FIFA ultimately granted permission for Moore's change of allegiance as her appearances for Australia were all in friendly matches. Her England debut came in a 1–0 home defeat by Nigeria on 23 July 2002 at Carrow Road. In September 2002 she made her competitive debut for England as a half-time substitute in a 1–0 home win over Iceland.

Moore then featured in both legs of England's 2003 World Cup qualifying play-off defeat by France. Although England's leading striker Karen Walker retired in the aftermath of that loss, Moore continued to play most of her football for England on the wing, often as a substitute. She played the first half of a 1–0 friendly win over the country of her birth at Turf Moor, Burnley in September 2003.

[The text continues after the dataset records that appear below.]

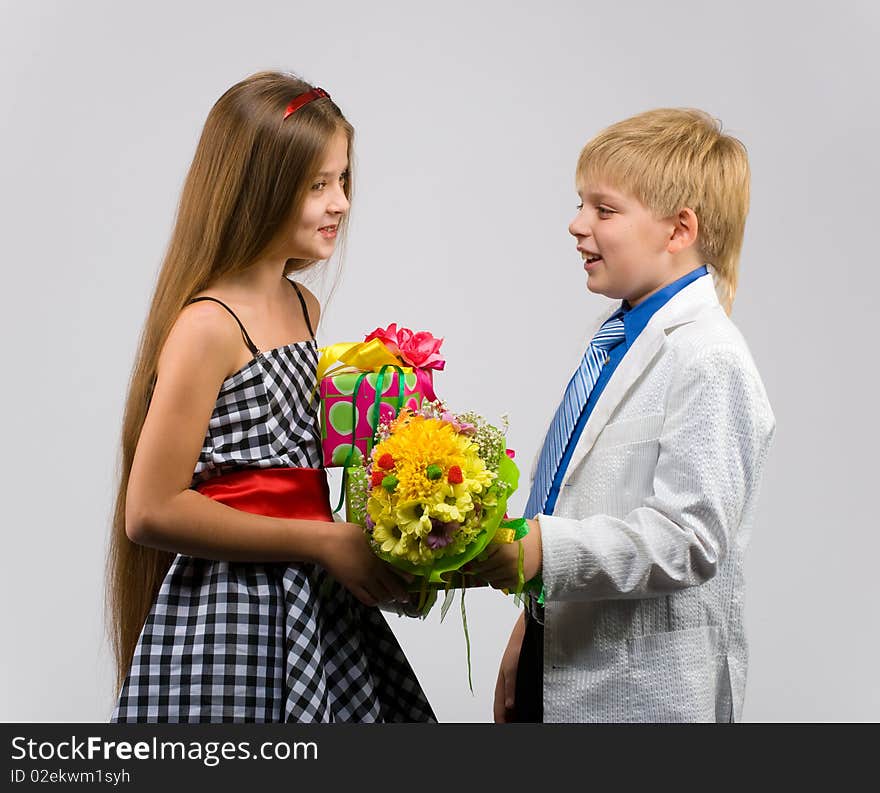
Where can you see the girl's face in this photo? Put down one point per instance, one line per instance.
(313, 234)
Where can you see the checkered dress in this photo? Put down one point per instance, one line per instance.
(246, 642)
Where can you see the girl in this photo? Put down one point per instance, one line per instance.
(234, 596)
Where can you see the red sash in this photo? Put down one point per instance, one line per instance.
(276, 492)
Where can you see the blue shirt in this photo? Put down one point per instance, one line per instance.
(634, 322)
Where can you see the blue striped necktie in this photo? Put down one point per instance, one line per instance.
(569, 411)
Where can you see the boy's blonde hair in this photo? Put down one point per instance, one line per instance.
(671, 158)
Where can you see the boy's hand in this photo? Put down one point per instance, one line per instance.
(498, 564)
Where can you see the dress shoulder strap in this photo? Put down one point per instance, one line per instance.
(244, 334)
(302, 301)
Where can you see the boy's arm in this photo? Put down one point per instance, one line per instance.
(715, 436)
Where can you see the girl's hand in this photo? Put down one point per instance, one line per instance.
(498, 564)
(505, 688)
(346, 555)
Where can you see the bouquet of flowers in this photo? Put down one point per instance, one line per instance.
(434, 491)
(433, 494)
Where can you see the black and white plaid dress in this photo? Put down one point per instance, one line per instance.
(245, 642)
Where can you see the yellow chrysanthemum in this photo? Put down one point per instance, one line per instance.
(420, 453)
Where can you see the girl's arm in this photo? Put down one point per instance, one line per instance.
(205, 347)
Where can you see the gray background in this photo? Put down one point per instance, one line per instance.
(469, 119)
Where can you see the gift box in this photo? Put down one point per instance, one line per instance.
(351, 410)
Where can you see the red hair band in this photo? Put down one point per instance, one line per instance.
(304, 99)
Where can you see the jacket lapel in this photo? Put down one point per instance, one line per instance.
(681, 309)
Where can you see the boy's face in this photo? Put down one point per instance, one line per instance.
(625, 248)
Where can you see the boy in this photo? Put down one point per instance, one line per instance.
(645, 488)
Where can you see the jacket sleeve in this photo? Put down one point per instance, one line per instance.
(714, 439)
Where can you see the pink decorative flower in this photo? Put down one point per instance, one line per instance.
(419, 350)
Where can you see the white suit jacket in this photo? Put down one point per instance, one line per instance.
(643, 557)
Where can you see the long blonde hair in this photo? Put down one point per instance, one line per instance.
(672, 158)
(250, 173)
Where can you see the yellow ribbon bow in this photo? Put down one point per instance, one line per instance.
(363, 356)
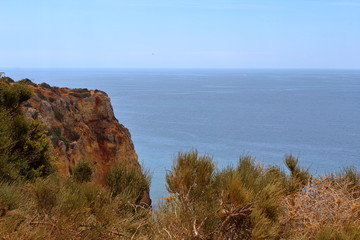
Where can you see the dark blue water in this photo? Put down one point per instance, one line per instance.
(313, 114)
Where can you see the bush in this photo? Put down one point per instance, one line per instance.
(9, 198)
(128, 181)
(83, 171)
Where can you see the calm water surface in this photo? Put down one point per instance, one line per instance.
(313, 114)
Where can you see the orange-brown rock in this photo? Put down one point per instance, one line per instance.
(81, 124)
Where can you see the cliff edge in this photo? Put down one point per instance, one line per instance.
(81, 125)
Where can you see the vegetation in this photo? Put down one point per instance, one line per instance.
(25, 151)
(245, 201)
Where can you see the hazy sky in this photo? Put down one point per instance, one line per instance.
(180, 33)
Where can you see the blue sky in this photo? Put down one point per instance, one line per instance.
(180, 33)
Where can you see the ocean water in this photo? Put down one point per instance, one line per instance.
(313, 114)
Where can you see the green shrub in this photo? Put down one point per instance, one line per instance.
(83, 171)
(128, 181)
(45, 193)
(45, 85)
(9, 198)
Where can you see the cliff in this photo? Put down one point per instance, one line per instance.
(81, 125)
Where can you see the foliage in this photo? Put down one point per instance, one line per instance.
(251, 201)
(128, 182)
(25, 152)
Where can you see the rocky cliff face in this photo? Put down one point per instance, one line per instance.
(81, 124)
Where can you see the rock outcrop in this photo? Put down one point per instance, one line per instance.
(81, 125)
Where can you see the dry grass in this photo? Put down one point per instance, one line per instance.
(324, 203)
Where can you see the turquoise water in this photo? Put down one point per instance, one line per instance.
(313, 114)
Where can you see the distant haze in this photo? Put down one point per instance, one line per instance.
(180, 34)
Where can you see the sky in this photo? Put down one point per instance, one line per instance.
(180, 34)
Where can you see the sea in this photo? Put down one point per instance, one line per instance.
(228, 113)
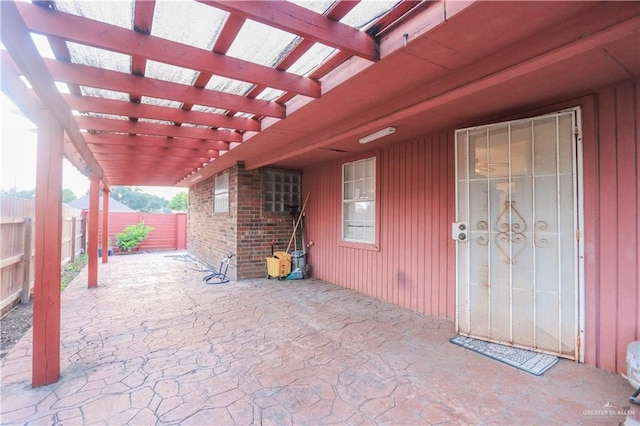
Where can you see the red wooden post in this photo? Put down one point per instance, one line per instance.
(73, 238)
(94, 214)
(105, 226)
(181, 231)
(48, 229)
(25, 296)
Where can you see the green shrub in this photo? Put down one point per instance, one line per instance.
(132, 236)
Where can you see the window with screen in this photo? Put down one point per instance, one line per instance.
(281, 190)
(221, 194)
(359, 201)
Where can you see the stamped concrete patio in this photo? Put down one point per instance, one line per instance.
(154, 344)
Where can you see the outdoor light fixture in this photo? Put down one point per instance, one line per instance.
(379, 134)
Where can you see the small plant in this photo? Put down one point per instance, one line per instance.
(132, 236)
(72, 269)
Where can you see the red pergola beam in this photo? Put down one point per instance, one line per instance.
(337, 12)
(27, 102)
(142, 22)
(155, 112)
(17, 40)
(296, 19)
(104, 139)
(160, 152)
(226, 37)
(117, 39)
(48, 217)
(126, 126)
(131, 159)
(105, 226)
(92, 245)
(121, 82)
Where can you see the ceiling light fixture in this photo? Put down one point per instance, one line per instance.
(377, 135)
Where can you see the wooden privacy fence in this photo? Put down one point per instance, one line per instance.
(169, 230)
(17, 244)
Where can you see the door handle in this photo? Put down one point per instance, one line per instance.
(459, 231)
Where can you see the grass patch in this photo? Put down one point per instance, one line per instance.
(72, 269)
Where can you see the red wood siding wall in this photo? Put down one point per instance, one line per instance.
(169, 230)
(415, 264)
(613, 166)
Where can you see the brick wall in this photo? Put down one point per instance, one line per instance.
(246, 230)
(211, 236)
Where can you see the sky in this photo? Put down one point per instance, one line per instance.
(18, 148)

In November 2003 she came close to scoring her first goal for England, in a 5–0 friendly win over Scotland at Deepdale. After replacing Jody Handley her 87th-minute corner kick was diverted in by Scotland goalkeeper Claire Johnstone for an own goal. Moore had hoped to be selected for UEFA Women's Euro 2005, but did not make the final 20-player squad. Club teammates Margunn Haugenes and Katrine Pedersen suggested that playing club football in Norway had harmed Moore's England career.

She was allotted 143 when the FA announced their legacy numbers scheme to honour the 50th anniversary of England’s inaugural international.

==Personal life==
Moore wanted to play Australian rules football as a child but was not allowed to because she was female.